In particular, an Object interpretation will be easily available when the head N evokes a V that takes the modifier N as its object — for instance, a N of artistic creation or representation, or of cataloguing or listing. The nouns chart and diagram are of both types: they refer to graphic representations of collections of information. So: a pie chart, referring to a chart representation of types of pie; and a room diagram, referring to a diagram of the parts of a room.

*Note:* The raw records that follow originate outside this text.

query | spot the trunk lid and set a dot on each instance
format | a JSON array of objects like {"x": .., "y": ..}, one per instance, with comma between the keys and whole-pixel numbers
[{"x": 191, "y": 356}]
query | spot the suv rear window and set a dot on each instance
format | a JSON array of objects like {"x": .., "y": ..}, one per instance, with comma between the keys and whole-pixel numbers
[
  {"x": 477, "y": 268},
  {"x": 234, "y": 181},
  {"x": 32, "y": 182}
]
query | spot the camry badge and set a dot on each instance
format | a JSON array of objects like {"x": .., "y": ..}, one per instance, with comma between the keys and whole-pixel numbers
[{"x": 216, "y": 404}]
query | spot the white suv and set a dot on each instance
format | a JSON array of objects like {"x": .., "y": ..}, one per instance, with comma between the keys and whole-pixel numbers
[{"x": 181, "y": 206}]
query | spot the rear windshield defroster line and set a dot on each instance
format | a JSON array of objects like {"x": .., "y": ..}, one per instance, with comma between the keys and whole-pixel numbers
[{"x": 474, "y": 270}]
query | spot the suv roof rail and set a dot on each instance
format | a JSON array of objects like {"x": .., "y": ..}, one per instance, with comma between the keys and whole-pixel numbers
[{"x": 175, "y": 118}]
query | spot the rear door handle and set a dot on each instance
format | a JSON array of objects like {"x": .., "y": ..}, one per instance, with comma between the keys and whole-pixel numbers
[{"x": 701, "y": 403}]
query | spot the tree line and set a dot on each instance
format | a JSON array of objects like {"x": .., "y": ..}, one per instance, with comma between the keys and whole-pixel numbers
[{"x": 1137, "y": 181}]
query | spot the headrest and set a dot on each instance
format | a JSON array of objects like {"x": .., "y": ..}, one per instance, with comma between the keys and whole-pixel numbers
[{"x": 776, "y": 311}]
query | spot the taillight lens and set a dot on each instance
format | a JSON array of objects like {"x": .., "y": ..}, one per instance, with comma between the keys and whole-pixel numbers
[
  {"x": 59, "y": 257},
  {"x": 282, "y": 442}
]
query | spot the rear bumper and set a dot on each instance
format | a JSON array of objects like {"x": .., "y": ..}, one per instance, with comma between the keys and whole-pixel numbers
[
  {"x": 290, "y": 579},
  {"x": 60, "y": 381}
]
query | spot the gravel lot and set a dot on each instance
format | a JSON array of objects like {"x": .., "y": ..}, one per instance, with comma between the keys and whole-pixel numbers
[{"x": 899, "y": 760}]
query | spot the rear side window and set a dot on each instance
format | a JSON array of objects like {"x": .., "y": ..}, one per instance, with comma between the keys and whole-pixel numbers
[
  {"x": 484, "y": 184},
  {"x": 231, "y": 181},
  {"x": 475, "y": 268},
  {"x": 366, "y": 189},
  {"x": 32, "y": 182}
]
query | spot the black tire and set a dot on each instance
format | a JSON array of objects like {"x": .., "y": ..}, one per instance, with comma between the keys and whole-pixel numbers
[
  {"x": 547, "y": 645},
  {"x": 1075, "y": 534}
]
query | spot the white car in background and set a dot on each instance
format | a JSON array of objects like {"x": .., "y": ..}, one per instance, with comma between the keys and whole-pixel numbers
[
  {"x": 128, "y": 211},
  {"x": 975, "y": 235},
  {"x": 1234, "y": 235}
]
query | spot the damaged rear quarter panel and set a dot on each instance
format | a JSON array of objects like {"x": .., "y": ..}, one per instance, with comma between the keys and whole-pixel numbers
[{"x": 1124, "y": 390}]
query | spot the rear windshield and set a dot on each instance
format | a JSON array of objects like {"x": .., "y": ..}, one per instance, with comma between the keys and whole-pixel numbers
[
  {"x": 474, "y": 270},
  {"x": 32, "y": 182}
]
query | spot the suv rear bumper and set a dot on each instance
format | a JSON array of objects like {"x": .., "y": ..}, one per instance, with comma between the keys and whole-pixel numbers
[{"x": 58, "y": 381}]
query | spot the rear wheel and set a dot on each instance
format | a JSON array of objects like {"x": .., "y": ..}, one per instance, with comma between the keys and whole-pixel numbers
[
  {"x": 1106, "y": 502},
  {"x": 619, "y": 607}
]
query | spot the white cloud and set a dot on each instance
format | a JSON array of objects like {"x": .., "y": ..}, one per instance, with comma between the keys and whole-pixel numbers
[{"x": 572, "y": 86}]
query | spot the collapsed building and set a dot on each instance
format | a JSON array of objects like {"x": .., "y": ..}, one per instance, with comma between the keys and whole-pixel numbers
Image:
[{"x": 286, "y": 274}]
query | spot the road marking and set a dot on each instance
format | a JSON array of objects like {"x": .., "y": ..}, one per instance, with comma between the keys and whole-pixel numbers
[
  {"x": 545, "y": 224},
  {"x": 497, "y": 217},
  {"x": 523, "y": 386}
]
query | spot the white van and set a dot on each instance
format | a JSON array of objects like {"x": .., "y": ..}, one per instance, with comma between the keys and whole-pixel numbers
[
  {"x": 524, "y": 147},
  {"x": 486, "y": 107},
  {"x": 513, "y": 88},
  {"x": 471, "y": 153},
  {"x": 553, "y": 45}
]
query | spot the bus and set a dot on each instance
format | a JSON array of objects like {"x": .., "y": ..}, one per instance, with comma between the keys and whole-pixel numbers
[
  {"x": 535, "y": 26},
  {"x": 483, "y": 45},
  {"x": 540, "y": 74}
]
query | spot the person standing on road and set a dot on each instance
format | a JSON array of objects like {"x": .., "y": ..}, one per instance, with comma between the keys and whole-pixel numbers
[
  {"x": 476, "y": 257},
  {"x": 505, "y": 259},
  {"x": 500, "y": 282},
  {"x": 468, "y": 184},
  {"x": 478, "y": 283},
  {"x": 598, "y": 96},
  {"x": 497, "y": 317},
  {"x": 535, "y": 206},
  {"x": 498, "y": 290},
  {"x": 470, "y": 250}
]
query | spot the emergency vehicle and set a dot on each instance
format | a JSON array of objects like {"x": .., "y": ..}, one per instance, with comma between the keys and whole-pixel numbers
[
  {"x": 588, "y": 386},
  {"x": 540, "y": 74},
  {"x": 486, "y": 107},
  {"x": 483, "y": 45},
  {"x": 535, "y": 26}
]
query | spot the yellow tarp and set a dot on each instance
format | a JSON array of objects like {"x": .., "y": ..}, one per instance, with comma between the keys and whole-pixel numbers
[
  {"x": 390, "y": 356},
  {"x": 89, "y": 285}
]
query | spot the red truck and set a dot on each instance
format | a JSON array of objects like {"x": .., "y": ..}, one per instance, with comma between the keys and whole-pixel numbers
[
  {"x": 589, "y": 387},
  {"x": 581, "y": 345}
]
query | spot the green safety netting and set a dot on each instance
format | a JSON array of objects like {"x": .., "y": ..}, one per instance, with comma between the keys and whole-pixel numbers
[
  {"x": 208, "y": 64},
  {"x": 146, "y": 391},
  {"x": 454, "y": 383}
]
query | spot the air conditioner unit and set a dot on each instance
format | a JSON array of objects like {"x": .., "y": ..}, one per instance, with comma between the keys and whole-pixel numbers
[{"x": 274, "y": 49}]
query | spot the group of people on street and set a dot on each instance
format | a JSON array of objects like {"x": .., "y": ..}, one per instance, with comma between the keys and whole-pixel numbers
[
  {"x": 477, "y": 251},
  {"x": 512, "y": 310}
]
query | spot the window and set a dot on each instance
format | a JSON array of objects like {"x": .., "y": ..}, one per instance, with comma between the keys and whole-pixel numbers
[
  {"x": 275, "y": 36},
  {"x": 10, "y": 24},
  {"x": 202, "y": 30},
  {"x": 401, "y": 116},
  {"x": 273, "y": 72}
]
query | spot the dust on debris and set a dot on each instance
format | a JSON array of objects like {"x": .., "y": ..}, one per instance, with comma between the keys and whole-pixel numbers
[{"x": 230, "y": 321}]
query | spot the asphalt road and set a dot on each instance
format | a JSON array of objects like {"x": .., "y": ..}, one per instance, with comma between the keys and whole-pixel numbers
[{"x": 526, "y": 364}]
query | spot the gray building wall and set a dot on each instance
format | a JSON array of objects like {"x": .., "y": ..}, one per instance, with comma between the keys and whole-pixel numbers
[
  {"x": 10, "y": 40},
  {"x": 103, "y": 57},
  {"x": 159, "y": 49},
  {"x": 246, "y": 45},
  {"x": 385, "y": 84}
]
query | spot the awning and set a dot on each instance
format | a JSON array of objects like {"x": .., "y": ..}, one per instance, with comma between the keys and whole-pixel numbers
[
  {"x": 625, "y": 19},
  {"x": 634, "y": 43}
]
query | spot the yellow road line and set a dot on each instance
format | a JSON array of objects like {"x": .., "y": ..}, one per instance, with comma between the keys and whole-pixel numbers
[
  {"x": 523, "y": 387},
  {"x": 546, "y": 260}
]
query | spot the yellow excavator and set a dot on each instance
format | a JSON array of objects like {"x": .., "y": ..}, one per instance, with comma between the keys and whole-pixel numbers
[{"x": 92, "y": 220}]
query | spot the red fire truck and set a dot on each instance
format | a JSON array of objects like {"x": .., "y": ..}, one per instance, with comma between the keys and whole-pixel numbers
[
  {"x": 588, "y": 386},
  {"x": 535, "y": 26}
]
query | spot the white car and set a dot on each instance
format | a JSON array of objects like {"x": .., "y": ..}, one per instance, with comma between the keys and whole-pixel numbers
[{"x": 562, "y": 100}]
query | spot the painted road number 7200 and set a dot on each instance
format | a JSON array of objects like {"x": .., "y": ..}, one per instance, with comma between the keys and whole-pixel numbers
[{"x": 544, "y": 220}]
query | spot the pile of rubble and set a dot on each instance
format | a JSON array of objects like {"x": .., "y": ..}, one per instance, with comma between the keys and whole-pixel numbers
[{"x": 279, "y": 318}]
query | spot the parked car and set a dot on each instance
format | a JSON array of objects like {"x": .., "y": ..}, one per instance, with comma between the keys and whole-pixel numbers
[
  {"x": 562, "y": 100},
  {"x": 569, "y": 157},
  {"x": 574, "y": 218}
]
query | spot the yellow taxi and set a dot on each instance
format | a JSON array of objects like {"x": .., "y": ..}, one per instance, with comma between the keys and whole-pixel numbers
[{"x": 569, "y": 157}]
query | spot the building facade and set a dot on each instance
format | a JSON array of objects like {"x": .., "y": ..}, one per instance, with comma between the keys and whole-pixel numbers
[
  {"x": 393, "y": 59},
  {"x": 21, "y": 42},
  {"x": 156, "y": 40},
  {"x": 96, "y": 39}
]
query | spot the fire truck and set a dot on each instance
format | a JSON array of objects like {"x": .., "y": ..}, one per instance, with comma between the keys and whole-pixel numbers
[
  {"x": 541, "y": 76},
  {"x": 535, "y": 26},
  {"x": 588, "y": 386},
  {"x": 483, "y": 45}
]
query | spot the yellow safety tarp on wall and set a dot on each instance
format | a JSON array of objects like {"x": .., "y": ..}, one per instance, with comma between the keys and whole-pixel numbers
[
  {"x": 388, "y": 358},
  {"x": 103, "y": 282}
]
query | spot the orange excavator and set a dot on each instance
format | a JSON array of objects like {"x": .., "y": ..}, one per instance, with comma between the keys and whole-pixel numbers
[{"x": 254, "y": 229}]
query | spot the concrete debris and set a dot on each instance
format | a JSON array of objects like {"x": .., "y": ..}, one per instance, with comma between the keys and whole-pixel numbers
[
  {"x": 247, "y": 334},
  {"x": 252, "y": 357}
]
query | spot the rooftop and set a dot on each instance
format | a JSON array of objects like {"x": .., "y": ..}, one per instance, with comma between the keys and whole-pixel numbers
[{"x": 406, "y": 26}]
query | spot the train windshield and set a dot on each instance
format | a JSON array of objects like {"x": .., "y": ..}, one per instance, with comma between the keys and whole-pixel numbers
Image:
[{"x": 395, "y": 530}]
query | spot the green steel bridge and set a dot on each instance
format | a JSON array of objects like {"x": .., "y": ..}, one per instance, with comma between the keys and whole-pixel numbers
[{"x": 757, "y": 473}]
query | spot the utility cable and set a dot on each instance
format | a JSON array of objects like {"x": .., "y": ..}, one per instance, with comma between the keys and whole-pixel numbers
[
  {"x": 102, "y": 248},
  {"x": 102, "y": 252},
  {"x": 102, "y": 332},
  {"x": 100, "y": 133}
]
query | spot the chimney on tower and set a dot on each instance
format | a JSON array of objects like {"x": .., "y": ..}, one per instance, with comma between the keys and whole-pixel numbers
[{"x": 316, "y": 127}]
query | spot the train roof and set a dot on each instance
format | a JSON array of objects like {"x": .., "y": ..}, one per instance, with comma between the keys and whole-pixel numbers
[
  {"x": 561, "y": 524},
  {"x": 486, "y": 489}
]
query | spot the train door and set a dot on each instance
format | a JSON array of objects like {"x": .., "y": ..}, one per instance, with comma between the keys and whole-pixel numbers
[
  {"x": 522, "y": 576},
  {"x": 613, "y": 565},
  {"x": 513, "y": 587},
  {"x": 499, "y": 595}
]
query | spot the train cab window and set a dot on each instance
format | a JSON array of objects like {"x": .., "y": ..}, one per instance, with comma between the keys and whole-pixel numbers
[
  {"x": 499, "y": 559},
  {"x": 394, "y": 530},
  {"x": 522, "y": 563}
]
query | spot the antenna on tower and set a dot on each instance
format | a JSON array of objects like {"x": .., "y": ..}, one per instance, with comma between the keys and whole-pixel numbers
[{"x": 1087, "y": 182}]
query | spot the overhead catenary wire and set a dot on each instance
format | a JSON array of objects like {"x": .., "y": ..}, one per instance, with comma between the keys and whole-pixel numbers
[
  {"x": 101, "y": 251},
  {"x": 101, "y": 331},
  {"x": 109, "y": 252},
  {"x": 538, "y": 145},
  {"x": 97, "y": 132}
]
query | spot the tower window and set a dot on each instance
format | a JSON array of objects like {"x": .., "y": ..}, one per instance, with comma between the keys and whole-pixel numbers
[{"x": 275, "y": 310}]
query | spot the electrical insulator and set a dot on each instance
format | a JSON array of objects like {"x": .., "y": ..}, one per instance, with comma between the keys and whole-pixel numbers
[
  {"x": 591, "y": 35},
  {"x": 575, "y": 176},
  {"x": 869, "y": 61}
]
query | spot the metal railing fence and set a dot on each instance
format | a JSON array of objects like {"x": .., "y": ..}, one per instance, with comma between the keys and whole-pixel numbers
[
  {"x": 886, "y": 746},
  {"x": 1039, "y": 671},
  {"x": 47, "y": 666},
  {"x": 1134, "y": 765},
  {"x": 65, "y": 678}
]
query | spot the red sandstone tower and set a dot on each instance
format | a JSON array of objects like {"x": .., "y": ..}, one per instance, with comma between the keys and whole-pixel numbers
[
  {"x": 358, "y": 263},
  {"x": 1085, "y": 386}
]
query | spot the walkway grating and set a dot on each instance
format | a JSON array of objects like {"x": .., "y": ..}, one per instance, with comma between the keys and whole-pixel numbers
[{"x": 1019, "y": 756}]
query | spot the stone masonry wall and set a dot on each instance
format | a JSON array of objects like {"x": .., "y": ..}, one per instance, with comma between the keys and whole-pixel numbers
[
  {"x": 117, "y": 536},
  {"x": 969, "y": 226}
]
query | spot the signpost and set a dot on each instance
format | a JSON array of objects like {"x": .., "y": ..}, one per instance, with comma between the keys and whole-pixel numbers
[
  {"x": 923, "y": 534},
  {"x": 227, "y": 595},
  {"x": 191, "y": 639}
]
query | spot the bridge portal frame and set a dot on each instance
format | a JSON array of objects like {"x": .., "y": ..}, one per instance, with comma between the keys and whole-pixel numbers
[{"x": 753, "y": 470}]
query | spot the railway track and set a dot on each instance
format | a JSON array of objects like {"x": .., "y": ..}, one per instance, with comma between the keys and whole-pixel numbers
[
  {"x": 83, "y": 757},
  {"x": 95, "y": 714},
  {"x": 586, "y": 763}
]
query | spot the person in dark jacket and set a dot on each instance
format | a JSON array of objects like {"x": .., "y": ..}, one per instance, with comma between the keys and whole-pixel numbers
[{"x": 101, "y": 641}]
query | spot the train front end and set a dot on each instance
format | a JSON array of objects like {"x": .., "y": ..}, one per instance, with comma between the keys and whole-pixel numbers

Either of these can be interpreted as a Resemblance compound, but it takes a bit of imagination: how can a chart of information be look, especially look like, a pie? and how can a diagram of information be like, especially look like, a room?
In the first case, the imaginative leap was made a bit over 200 years ago (when the idea of a pie chart was first described in print by William Playfair), and we now take it for granted. In the second case, the idea is very old, but isn’t known by the name room diagram.
The reference would be to a picture of a memory room, a room with pieces of information distributed around the room in such a way that you can recall those pieces of information by taking a tour around the room; the diagram thus would look like a room. Such a memory room would be a type of memory palace. From Wikipedia:
The method of loci (loci being Latin for “places”) is a method of memory enhancement which uses visualizations with the use of spatial memory, familiar information about one’s environment, to quickly and efficiently recall information. The method of loci is also known as the memory journey, memory palace, or mind palace technique. This method is a mnemonic device adopted in ancient Roman and Greek rhetorical treatises … Many memory contest champions report using this technique to recall faces, digits, and lists of words.
The world of pie. Now, as to to actual content of the chart in #1. This is far from a catalogue of desserts, but just a list of seven types of desserts that are probably in the PIE category (in fact, the SWEET-PIE category) but are at some distance from the central members of the SWEET-PIE category and have interesting local names (pie being used for the central members).
For what it’s worth, NOAD defines pandowdy as a type of pie; defines cobbler, crisp, crumble, and grunt merely as types of dessert (not using pie in the definitions); and lacks entries for Betty and buckle.
Previously in this blog, three postings:
— on 4/29/18, “All the dessert world is not either cake or pie”
— on 5/3/18, “CAKE-PIE II”
— on 9/14/18, “Fruit cream tarts, one with pansy”
(More have been in the works for some time, but might not ever get polished into postings.)